QUOTE(DrTek @ Sep 28 2006 said:


> please point me somewhere



That way! *points*


----------



## Boneman (Sep 28, 2006)

Yay already had my first disconnecter!!!1 Texas Hole Em is wicked fun!


If you cant take the heat, dont connect  dam you!!!


----------



## ds6220 (Sep 28, 2006)

QUOTE(Bowser128 @ Sep 28 2006 said:


> QUOTE(DrTek @ Sep 28 2006 said:
> 
> 
> > please point me somewhere
> ...


No, I am pretty sure it was back that way *points*


----------



## mthrnite (Sep 28, 2006)

Cool beans! I was just posting yesterday about wanting a Mahjong Solitaire type thing. Was just about to settle for a GBA version. Time to do a little dance!


----------



## Chanser (Sep 28, 2006)

Woot a game released first in Europe instead of America.


----------



## Burbruee (Sep 28, 2006)

QUOTE(Euronymous @ Sep 28 2006 said:


> So sick of friend codes.
> 
> If you play on WFC vs another friend (ie: not random game) can you pictochat?



Yes.


----------



## Bowser128 (Sep 28, 2006)

QUOTE(Chanser @ Sep 28 2006 said:


> Woot a game released first in Europe instead of America.



I _think_ this was released in the US first (please correct me if I'm wrong) under the name 'Clubhouse Games'.

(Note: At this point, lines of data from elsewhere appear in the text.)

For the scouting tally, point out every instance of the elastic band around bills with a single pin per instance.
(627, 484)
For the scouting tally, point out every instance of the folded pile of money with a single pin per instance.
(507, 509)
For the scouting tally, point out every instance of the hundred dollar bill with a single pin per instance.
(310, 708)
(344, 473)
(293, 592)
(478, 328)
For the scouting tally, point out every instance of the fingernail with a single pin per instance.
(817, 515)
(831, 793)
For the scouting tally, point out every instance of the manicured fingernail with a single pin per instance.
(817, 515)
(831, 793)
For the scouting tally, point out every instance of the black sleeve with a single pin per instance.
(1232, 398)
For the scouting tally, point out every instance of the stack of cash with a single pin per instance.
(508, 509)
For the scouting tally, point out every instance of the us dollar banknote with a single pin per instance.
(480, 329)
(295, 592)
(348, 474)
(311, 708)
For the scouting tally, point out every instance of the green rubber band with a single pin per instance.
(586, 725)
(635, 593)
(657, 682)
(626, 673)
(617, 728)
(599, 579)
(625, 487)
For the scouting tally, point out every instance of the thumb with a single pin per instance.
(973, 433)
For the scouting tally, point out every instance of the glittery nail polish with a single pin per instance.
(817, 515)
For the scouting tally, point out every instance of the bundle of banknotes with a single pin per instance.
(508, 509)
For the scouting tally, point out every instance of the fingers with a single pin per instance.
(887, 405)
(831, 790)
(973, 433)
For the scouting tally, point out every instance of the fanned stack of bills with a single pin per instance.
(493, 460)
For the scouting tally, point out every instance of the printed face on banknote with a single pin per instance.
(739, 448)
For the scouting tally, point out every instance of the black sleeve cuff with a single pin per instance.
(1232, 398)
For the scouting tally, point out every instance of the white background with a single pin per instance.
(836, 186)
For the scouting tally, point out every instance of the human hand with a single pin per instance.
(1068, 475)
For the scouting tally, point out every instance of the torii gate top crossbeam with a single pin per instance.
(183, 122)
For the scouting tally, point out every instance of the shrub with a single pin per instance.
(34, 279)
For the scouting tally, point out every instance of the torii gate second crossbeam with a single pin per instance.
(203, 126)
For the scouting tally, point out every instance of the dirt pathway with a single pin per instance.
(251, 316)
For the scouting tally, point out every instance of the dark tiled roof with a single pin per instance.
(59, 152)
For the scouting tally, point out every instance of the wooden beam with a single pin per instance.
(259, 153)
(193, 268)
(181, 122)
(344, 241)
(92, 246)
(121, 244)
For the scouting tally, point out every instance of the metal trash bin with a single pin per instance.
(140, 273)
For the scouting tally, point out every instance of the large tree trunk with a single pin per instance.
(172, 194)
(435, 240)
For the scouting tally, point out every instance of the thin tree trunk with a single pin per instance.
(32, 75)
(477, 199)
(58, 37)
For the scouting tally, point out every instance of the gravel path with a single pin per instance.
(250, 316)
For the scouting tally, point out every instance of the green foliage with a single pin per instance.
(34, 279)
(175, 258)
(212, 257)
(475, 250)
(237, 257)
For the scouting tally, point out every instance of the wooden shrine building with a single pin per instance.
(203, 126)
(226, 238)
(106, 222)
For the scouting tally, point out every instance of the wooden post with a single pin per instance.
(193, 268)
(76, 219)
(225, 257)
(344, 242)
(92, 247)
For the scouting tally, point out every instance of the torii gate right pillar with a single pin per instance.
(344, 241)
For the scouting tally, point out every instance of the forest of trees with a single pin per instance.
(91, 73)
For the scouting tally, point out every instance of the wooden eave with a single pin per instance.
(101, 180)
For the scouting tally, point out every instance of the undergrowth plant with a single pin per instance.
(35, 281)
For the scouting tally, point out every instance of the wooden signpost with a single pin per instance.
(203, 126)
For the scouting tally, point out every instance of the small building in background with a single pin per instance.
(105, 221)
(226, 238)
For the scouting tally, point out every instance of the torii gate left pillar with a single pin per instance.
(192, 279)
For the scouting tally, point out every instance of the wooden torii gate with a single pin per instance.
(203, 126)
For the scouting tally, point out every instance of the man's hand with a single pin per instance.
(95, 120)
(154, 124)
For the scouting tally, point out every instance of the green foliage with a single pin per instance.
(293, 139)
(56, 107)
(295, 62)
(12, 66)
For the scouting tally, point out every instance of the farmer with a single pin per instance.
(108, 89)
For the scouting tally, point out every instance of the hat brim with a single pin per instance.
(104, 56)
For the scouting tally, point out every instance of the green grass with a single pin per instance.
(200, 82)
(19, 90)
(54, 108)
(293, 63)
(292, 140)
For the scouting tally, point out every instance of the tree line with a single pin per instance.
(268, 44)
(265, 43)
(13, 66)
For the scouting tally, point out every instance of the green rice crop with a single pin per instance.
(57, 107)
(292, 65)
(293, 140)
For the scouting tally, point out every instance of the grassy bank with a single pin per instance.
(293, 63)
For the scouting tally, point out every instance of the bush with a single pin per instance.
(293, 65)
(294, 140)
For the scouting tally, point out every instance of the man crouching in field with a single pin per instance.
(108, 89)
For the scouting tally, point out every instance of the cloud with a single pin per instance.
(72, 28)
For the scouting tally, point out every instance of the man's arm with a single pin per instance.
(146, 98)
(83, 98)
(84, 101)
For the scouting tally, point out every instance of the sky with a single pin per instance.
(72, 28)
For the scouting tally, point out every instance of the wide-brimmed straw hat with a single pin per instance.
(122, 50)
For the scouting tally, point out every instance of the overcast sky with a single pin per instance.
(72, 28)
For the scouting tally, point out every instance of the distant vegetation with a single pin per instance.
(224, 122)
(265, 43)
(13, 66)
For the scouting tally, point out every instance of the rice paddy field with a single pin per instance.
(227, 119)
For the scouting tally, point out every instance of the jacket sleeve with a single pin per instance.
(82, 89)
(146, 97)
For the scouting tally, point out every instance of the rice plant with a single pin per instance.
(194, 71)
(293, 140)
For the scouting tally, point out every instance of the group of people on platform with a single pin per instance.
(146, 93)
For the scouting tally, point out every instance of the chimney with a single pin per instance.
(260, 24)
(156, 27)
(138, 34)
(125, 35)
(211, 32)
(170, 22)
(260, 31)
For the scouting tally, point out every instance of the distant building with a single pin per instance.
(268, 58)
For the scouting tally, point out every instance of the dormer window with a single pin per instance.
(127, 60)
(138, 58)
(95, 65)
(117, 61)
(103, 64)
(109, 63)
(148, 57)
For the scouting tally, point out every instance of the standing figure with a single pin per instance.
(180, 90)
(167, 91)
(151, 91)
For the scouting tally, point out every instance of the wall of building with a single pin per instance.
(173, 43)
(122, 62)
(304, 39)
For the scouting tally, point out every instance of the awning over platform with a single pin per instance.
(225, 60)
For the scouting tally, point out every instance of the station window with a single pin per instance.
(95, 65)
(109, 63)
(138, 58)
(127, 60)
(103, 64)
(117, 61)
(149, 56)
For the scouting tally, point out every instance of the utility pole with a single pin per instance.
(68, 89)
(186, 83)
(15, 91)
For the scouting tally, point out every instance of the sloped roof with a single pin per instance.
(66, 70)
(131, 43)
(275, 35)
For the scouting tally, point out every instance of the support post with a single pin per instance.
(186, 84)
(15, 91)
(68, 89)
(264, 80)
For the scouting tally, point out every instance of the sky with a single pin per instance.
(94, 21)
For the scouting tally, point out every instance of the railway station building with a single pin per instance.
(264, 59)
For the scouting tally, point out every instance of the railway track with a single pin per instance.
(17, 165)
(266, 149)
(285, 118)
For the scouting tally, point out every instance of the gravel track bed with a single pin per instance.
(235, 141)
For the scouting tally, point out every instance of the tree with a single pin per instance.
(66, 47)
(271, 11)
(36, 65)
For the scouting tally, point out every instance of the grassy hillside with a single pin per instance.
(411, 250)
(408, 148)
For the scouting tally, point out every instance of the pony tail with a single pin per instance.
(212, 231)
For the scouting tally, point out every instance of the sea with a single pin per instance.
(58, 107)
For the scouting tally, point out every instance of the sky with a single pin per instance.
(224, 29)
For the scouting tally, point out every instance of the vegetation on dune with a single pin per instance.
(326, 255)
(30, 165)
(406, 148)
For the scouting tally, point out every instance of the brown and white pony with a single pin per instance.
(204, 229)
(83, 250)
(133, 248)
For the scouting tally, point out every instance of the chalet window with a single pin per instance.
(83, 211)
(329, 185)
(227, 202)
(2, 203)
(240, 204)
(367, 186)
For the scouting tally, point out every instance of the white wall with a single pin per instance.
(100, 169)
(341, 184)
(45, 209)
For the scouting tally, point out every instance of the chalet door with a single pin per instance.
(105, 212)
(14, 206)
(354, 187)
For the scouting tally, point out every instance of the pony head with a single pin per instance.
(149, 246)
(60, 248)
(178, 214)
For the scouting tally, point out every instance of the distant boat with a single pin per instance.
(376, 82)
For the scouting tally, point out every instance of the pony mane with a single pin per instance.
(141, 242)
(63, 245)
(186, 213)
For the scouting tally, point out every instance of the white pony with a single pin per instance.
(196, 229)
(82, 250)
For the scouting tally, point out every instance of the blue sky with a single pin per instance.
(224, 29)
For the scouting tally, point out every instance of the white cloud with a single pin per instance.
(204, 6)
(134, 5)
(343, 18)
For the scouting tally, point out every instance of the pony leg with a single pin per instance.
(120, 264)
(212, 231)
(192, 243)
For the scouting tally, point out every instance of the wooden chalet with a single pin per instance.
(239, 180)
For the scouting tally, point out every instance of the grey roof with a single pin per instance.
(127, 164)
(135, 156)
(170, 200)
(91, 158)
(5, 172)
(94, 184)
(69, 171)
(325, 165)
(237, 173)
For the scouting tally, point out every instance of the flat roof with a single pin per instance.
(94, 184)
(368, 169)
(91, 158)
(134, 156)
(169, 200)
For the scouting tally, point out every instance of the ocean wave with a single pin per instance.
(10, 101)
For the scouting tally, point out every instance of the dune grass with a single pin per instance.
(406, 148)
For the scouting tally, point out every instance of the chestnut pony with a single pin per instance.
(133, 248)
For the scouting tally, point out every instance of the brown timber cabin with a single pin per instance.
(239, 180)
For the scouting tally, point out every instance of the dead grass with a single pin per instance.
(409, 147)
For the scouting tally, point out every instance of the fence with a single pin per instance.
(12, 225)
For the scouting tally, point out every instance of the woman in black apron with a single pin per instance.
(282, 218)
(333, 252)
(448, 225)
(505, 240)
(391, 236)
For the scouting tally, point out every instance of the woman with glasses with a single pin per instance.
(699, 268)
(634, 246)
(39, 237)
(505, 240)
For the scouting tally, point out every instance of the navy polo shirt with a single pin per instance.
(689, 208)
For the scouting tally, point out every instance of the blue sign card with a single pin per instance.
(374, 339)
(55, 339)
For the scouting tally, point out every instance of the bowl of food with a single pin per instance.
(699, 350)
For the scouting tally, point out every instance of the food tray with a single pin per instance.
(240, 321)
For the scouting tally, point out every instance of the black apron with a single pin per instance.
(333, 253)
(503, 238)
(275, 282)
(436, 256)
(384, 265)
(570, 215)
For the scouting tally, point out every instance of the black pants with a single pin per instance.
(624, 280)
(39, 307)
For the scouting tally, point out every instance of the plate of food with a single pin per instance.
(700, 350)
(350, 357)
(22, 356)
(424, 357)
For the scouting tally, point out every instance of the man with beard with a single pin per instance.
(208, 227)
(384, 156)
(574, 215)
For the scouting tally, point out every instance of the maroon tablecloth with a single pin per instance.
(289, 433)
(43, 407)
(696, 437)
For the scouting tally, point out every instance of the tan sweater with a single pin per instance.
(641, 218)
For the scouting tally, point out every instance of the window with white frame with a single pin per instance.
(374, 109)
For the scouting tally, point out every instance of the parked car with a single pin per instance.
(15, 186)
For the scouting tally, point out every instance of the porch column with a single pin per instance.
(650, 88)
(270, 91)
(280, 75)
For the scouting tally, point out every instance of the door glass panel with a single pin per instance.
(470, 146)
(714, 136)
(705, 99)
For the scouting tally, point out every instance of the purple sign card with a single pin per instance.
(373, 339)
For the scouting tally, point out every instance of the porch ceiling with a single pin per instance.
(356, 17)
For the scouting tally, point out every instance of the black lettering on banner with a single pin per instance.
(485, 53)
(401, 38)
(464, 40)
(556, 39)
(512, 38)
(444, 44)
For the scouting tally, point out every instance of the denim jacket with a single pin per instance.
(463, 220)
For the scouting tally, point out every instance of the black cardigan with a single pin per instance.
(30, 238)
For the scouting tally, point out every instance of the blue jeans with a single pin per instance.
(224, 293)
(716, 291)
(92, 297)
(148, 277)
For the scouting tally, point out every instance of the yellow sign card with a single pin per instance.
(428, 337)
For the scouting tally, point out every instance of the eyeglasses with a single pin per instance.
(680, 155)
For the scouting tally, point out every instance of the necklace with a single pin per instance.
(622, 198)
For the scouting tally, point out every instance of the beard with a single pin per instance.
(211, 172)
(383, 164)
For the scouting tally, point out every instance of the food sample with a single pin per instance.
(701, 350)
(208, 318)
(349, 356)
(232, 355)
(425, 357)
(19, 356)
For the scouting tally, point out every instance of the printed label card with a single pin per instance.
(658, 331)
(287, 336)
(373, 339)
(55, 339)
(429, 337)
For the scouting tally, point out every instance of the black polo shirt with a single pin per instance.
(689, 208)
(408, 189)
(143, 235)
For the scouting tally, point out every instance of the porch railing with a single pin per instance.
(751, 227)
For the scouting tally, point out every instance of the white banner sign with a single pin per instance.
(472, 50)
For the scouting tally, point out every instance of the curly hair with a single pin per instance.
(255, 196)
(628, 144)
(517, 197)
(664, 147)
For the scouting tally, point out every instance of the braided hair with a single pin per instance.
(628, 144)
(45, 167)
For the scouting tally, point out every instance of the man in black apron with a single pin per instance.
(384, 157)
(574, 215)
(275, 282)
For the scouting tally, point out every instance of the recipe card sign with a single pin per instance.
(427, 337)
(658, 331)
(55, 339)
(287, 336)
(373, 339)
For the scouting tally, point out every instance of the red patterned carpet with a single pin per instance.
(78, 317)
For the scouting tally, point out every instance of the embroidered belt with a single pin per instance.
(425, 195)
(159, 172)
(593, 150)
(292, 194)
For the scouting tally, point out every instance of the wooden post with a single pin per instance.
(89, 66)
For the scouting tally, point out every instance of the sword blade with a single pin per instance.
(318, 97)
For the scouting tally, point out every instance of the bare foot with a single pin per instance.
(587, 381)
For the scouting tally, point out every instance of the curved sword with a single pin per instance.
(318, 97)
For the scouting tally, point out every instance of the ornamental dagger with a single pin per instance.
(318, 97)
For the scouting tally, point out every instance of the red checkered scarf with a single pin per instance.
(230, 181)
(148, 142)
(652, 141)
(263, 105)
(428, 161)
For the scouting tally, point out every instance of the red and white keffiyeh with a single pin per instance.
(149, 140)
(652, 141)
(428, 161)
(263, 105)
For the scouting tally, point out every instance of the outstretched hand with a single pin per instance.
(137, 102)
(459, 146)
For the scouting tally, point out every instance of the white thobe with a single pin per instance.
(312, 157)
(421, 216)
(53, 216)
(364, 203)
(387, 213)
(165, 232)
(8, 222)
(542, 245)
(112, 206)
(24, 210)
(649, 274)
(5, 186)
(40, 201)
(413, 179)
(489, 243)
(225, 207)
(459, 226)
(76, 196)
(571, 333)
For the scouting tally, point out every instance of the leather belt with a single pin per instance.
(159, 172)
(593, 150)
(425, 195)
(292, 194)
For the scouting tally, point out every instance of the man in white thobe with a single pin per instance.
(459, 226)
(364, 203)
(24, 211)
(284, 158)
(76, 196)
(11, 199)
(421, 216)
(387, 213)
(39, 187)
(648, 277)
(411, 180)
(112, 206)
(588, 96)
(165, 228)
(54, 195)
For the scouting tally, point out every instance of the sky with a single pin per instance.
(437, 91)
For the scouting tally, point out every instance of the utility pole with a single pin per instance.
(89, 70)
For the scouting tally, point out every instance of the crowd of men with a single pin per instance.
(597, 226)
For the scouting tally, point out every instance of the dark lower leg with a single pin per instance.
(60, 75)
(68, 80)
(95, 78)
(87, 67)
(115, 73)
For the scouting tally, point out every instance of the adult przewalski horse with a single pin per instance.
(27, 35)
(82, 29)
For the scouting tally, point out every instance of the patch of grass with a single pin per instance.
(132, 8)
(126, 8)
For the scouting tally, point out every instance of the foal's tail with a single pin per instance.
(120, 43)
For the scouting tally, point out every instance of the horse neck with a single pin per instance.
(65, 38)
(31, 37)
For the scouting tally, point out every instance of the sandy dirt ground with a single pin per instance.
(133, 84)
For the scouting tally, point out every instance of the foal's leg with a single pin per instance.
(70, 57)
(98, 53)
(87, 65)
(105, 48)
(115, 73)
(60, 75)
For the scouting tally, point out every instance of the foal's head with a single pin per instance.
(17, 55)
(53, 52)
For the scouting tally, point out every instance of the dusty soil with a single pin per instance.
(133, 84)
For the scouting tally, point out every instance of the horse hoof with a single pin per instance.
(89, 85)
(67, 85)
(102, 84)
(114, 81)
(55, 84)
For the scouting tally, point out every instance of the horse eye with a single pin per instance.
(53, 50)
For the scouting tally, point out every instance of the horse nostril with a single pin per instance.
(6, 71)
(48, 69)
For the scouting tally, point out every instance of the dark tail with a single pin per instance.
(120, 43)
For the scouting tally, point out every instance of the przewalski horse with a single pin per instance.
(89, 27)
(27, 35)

Ignore me I'm talking rubbish.


----------



## Sc4rFac3d (Sep 28, 2006)

Yay! 
	

	
	
		
		

		
		
	


	




 I was waiting for chess on the DS. Now it's even online too! And there's 41 other games! Can't wait for tonight!


----------



## Harsky (Sep 28, 2006)

Chess brings back harsh memories of when I played it against this kid and I had no knowledge and the guy keeps making up his own rules as we played. Might try this as I keep getting my ass kicked in Tetris DS wifi


----------



## monkeymachine (Sep 28, 2006)

loving the single-cart and WFC battles! awesome how the single cart mode isn't limited =D


what will the WFC ppl think with this game lighting up the switchboard 2 mths before release..?? hehe


----------



## accolon (Sep 28, 2006)

I've got multiplayer problems (local WiFi) with Supercard Lite. The other DS is able to download a game (e.g. Blackjack), but after a few seconds in-game the DS crashes (repeating sound, no input possible) and I get an error message.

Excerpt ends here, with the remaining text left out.